Saturday, July 20, 2024

Those Other Lives

Do you ever think back to those other lives you've had. I do.

I remember how naive I was when I got married at 22. I was young, in love, optimistic. Did I mention naive? I was so sure we would go the distance. For 18 years we did. Boy, though, I was unprepared. Willing to learn and grow, but unprepared. Much like when the kiddos arrived. Optimistic, but unprepared. And, oh, how I love them. They are the best part of those 18 years, and I am forever grateful.

I am taken back to another life by simply donning a shirt that has a tiny speck of paint on it. I know exactly where I was at, who I was painting with, and why we were painting together. It was a hard time in life, a rebuilding season. A fresh coat of paint put on with a friend makes a difference though. 

I remember pulling up roots and beginning a journey while struggling with depression and grief. It was a bold move. Another naive and crazy move. Definitely a hard move. I floundered for months. Yet here I am.

I remember being a new widow. How impossible it seemed. Every day it slapped me in the face one way or another. So many rude awakenings. I met with a group of other widows for dinner monthly which should have been comforting. But somehow the dynamics weren't. Right concept, wrong situation. Not my people. It's entirely okay to understand that some people are just not your people. 

In other lives I worked way harder than I should have, for far less than I deserved. Now, shall we say, I am a seasoned widow. A different person than I was in those other lives. I won't say I am an old widow, or an old wife or mother. Just seasoned. Seasoned by the journey and lessons in the other lives I've lived.




Wednesday, July 10, 2024

Sparkles

When I graduated from high school, a hundred years ago, my parents gave me a diamond necklace. It has a small stone from my mom, one from an aunt, and one from my grandmother. My parents wished they could have given me a car. Admittedly, that would have been amazing. Unlikely, but amazing. 

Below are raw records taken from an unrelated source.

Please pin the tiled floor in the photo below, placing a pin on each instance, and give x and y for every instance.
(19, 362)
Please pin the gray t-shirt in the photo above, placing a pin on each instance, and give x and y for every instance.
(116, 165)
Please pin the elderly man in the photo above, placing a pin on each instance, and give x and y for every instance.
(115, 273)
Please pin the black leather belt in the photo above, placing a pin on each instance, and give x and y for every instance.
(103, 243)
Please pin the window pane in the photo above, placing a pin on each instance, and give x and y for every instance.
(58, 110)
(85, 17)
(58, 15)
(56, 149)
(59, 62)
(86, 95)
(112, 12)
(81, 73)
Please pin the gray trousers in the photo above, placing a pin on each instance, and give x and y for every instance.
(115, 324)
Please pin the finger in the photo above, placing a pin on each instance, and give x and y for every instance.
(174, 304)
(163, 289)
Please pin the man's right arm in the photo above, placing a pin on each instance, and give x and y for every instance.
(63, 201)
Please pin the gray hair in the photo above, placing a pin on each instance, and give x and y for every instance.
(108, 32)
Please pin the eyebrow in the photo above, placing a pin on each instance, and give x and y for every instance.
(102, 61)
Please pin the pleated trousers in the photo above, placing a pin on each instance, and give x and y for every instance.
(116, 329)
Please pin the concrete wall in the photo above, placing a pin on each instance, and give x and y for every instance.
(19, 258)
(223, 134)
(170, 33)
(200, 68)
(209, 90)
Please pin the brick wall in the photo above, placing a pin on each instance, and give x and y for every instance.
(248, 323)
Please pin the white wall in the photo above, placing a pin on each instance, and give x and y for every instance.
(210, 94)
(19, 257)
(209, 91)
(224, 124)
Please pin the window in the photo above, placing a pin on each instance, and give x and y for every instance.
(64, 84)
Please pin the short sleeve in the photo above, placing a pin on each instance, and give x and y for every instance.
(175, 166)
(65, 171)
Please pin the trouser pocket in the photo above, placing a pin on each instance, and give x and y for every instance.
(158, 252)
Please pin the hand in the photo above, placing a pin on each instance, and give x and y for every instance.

When I bought my first car, it was a used Plymouth Duster. The same day, my sister-in-law bought a used Trans Am. Very sporty, very. Kind of took the luster off my Duster. Granted my Duster ran a lot longer than her car. So, there's that. Many times, smart choices win out. But not so smart decisions provide wisdom and experience. We take our decisions wherever we go and what we make of them is up to us.

When my first marriage ended, I took my ring in, traded stones and had a right-hand ring made. In case you haven't guessed, I like bling and other shiny things. I used those stones in my ring when I married a second time. Perhaps odd? All depends on your viewpoint. I'm again wearing them in a right-hand ring. It's like wearable history in bling format. 

I don't know what you wear, drive or carry from your past. I know often there are shrouds of pain and regret. I know life can weigh heavy. I know we sometimes forget to see what sparkles in our life. I feel like I can see what's what now more than I could before. I like that I still have jewelry from my parents, bling that honors my life, and memories of a first car that wasn't fast or particularly sporty. But it was smart choice. And when it was clean and in the sun, it did kind of sparkle. 




Monday, July 1, 2024

anniversaries

Thirteen years ago today Gordon and I got married. You don't forget dates like this. Talk about for better or worse. I rarely talk about his life, and his death even less. But, this blog is for those who want to say their names and have a hard time doing so. Maybe it's a loss like mine to suicide. Maybe it's a nasty divorce. Maybe a bad, bad breakup. You want to forget it, but you can't. It's not humanly possible.

There is some shame, if you will, in the aftermath of suicide. It's a horrific event to be a part of. No less for the one who suffers enough to complete it. However, for them the pain has ended, for the survivors it doesn't end. It's hard to talk about it, so most times we don't. Memories and anniversaries of the heart get swept under the rug.  Pretend it never happened. Because, honestly, no one wants to talk about the colossal failure of what was once a loving relationship. Even I don't.

But, and there is always a but, sometimes we must talk about it. Sometimes it helps to say their name. We need to know it's okay to say their name. The shame isn't completely rational, rather it is tempered by stigma. The stigma is a wicked beast.

Thirteen years ago was a good day. Surrounded by friends and family, all our favorite people. We celebrated, we ate well, really well, we danced! It was a "for better" day. For which I am grateful. 

It's sad that the bad days, the traumatic endings take precedence over the good days. Those memories are hard to expunge. I don't expect people to say happy anniversary or remember the date. But sometimes a simple, that was a good day. I remember it well. Remember when we did this? Even a look how far you've come is comfort enough.

We do not have to live in silence. But we do have to choose to speak up. For all those who struggle with this, me included, I say own it. Honor it. Speak it. Share it.